1. Spanien: Die Quali begann für die Furia Roja mit zwei Pleiten in Schweden und Nordirland. Wer aber von den letzten neun Spielen acht gewinnt und wie in Dänemark (3:1) oder zuhause gegen Schweden (3:0) den Gegner derart herspielt und darüber hinaus das Toreschießen nicht vergisst, hat Platz eins im Formbarometer verdient. Zur Beruhigung der deutschen Fans: Bei großen Turnieren hat Spanien jedes Mal versagt.

2. Griechenland: Nein, Sie haben sich nicht verlesen. Ottos Hellenen stehen auf Platz zwei und das zu Recht. Die Griechen haben ihre Quali mit stoischer Ruhe durchgezogen, alles aus dem Weg geräumt und am Ende mit 31 Punkten die meisten aller Teams erreicht. Gut, in Ungarn wurde der Sieg zuletzt mit einem Eigentor und einem Elfmeter perfekt gemacht. Aber wen juckt's...

 

3. Tschechien: Seit dem 3:0 von München scheint Trainer Karel Brückner 10 Jahre jünger, Jan Koller weitere 10 Zentimeter gewachsen und Tomas Rosicky 10 Titel erfahrener zu sein. Gibt's jetzt wieder die Holländer in der Vorrunden-Gruppe, ist alles möglich.

4. Italien: 2:0, 3:1, 2:0, 2:1, 2:0, 0:0, 2:1, 2:0, 2:1, 3:1. Wenn man sich die nackten Ergebnisse der letzten zehn EM-Quali-Spiele anschaut, bekommt man ein Gefühl dafür, wie souverän Italien eigentlich durch die Quali spaziert ist. Bemerkenswert: Vor der WM gab's es den Manipulationsskandal, jetzt die wüsten Fanausschreitungen - das Nationalteam ist immer dann am stärksten, wenn's in der Heimat kräftig raucht.

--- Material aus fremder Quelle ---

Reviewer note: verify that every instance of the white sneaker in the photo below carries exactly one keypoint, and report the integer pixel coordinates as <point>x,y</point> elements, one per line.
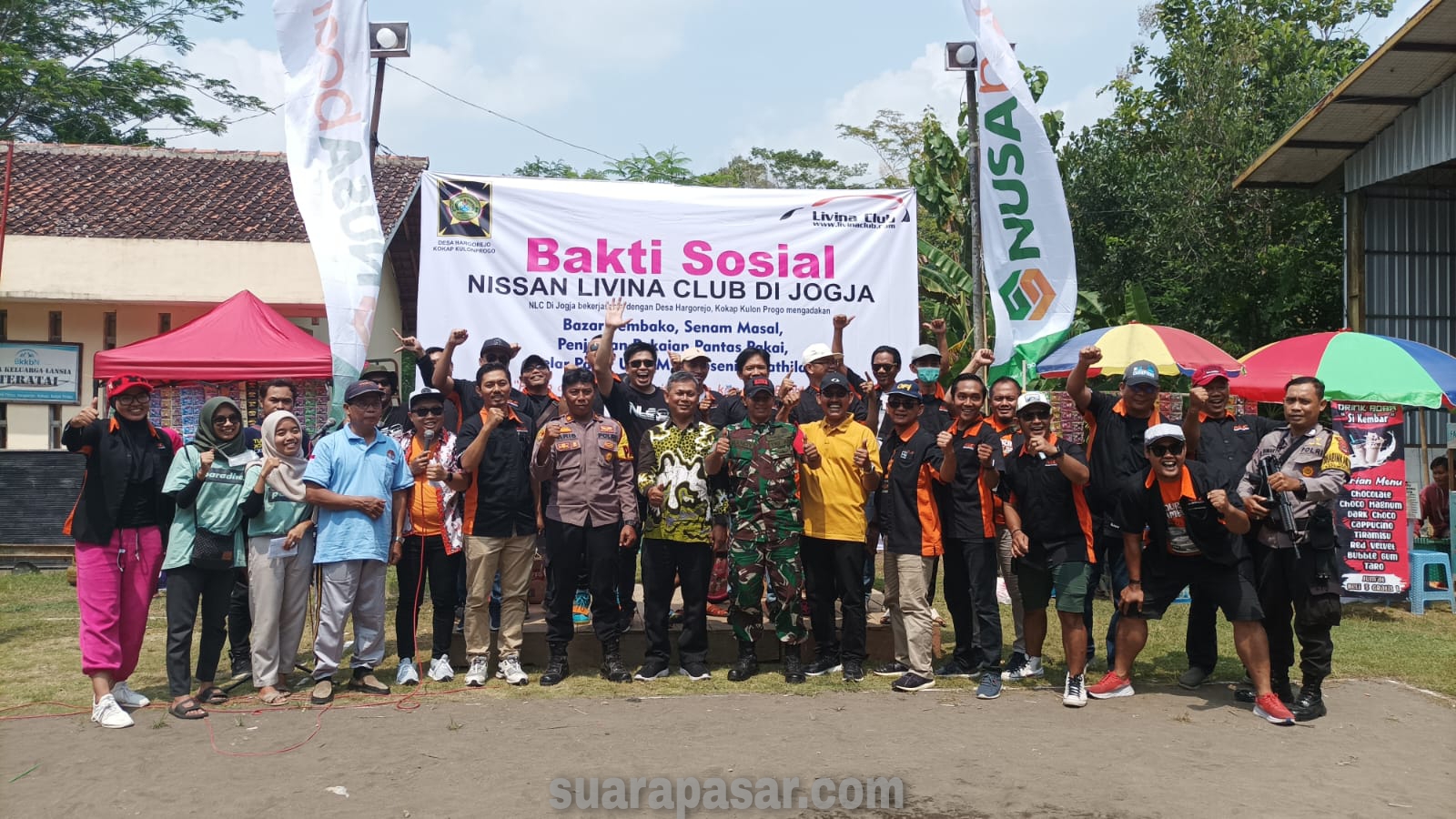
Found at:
<point>440,669</point>
<point>108,714</point>
<point>511,671</point>
<point>1075,691</point>
<point>407,673</point>
<point>128,698</point>
<point>477,676</point>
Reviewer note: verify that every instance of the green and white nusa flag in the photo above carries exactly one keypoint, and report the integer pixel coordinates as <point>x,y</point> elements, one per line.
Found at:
<point>1026,232</point>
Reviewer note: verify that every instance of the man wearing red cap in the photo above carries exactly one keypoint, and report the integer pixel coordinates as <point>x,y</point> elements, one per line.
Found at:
<point>1223,442</point>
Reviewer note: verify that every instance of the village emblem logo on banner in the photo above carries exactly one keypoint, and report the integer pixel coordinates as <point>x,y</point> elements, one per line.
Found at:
<point>465,208</point>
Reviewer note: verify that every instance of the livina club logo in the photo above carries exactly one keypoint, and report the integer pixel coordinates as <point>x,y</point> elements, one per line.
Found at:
<point>1026,295</point>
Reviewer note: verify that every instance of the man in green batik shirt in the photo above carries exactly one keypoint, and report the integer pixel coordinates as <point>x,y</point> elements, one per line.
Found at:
<point>684,521</point>
<point>761,458</point>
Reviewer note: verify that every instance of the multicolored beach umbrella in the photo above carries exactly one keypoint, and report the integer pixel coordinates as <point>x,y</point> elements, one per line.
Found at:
<point>1354,366</point>
<point>1176,351</point>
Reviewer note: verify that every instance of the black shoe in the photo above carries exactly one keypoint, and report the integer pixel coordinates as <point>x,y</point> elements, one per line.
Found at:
<point>956,668</point>
<point>696,672</point>
<point>893,668</point>
<point>747,665</point>
<point>612,666</point>
<point>654,668</point>
<point>793,665</point>
<point>823,666</point>
<point>1310,704</point>
<point>557,668</point>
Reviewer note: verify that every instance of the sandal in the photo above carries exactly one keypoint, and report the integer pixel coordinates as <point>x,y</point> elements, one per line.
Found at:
<point>187,710</point>
<point>213,695</point>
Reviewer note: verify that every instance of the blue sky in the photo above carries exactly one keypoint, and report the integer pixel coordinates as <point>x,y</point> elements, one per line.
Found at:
<point>710,77</point>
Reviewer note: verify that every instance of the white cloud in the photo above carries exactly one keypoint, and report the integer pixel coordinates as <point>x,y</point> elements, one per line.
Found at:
<point>536,70</point>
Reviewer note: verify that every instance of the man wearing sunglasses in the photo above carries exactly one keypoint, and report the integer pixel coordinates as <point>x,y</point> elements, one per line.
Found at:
<point>1116,426</point>
<point>1181,528</point>
<point>915,460</point>
<point>1223,442</point>
<point>1050,526</point>
<point>463,390</point>
<point>638,405</point>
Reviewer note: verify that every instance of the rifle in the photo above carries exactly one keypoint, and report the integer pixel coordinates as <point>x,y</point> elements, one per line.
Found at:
<point>1283,511</point>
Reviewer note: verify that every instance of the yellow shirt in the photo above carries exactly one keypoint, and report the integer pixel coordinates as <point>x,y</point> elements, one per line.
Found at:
<point>834,496</point>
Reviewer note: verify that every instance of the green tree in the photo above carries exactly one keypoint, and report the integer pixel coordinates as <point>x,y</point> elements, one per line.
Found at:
<point>1149,186</point>
<point>555,169</point>
<point>652,167</point>
<point>73,72</point>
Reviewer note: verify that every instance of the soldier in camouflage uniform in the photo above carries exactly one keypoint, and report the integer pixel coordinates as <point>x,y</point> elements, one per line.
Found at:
<point>761,458</point>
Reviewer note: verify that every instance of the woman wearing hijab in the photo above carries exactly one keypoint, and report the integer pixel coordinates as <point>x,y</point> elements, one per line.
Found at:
<point>118,525</point>
<point>206,544</point>
<point>280,554</point>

5. Rumänien: Nein, das 1:3 gegen Deutschland im September kann man nicht als Maßstab nehmen. Den 1:0-Sieg in der Qualifikation gegen Holland hingegen schon. Mit 29 Punkten waren Hagis Erben das viertbeste Team der Quali und werden bei der EM davon profitieren, dass sie keine Sau ernst nimmt.

6. Kroatien: Unterbewusste Sympathie für den England-Vernichter? Mit nichten. Kroatien spielt unter Ex-Klopper Slaven Bilic einen akkuraten Offensivfußball und war mit 29 Punkten und plus 20 Toren drittbestes Quali-Team. Achja - und sie haben England rausgehauen!

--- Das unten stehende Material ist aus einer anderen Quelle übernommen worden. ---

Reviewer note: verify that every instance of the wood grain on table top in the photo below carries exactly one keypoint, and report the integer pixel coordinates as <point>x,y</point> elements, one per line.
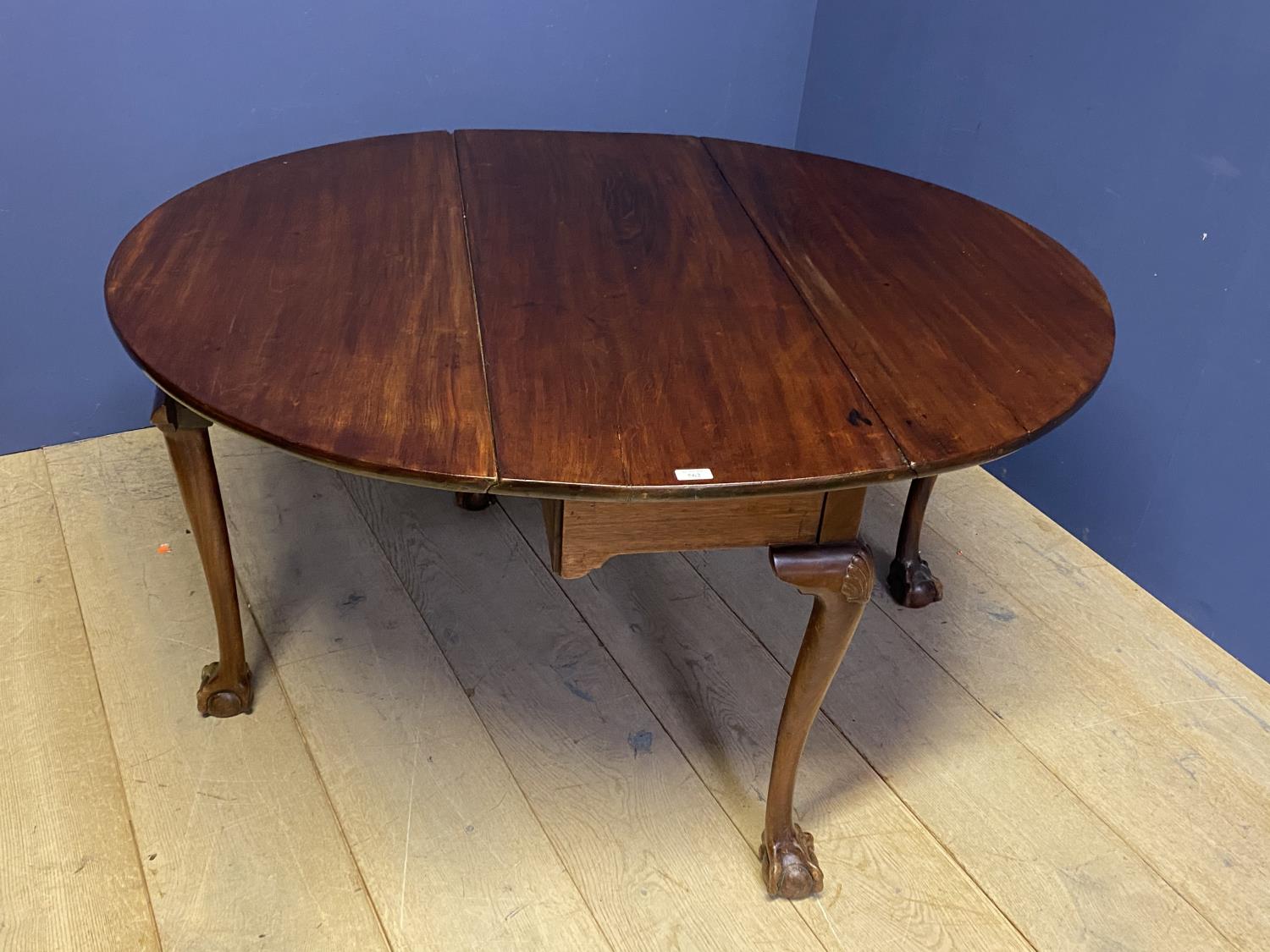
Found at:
<point>643,304</point>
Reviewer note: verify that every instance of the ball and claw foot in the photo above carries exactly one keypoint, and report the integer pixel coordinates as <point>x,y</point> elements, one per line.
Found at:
<point>790,867</point>
<point>912,584</point>
<point>224,697</point>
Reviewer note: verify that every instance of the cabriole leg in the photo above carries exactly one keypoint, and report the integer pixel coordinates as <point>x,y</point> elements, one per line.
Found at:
<point>840,578</point>
<point>226,685</point>
<point>909,578</point>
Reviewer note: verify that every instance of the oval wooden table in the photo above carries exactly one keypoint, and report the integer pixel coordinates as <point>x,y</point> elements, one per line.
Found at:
<point>675,342</point>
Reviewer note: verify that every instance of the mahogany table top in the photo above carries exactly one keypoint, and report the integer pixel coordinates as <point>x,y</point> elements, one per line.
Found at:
<point>607,315</point>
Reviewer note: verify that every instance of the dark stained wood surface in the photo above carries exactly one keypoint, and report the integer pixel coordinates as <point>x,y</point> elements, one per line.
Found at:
<point>635,324</point>
<point>322,301</point>
<point>647,304</point>
<point>969,330</point>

7. Deutschland: Jogis Jungs könnten viel besser da stehen, befände sich nicht das komplette WM-Mittelfeld derzeit an Orten wie Donaustauf oder auf der Behandlungsliege von Dr. Müller-Wohlfahrt. Aber keine Angst, die werden alle wieder fit. Und dann? "Italien weghauen, Europameister werden - und unseren Fans endlich wieder einen Pott präsentieren." Danke, Torsten Frings.

8. Frankreich: Zwei Niederlagen gegen Schottland haben am Selbstvertrauen der Franzosen gerüttelt. Vielleicht auch ein bisschen die Tatsache, dass niemand den Trainer mag. Mit Thierry Henry, Franck Ribery und Karim Benzema stehen aber drei Spieler in den Reihen der Franzosen, die jedem Gegner das Fürchten lehren. Ganz sicher.

9. Niederlande: Da wollte man sich mit einem schäbigen 1:2 in Weißrussland (die zuvor gegen die Fußball-Macht Luxemburg 0:1 verloren hatten) dem Lostopf 1 entziehen und dann wurde auch daraus nix, weil Jogis Jungs gegen Wales nur rumstolperten. Nebenbei: Hat überhaupt jemand diesen UEFA-Koeffizienten-Quatsch verstanden?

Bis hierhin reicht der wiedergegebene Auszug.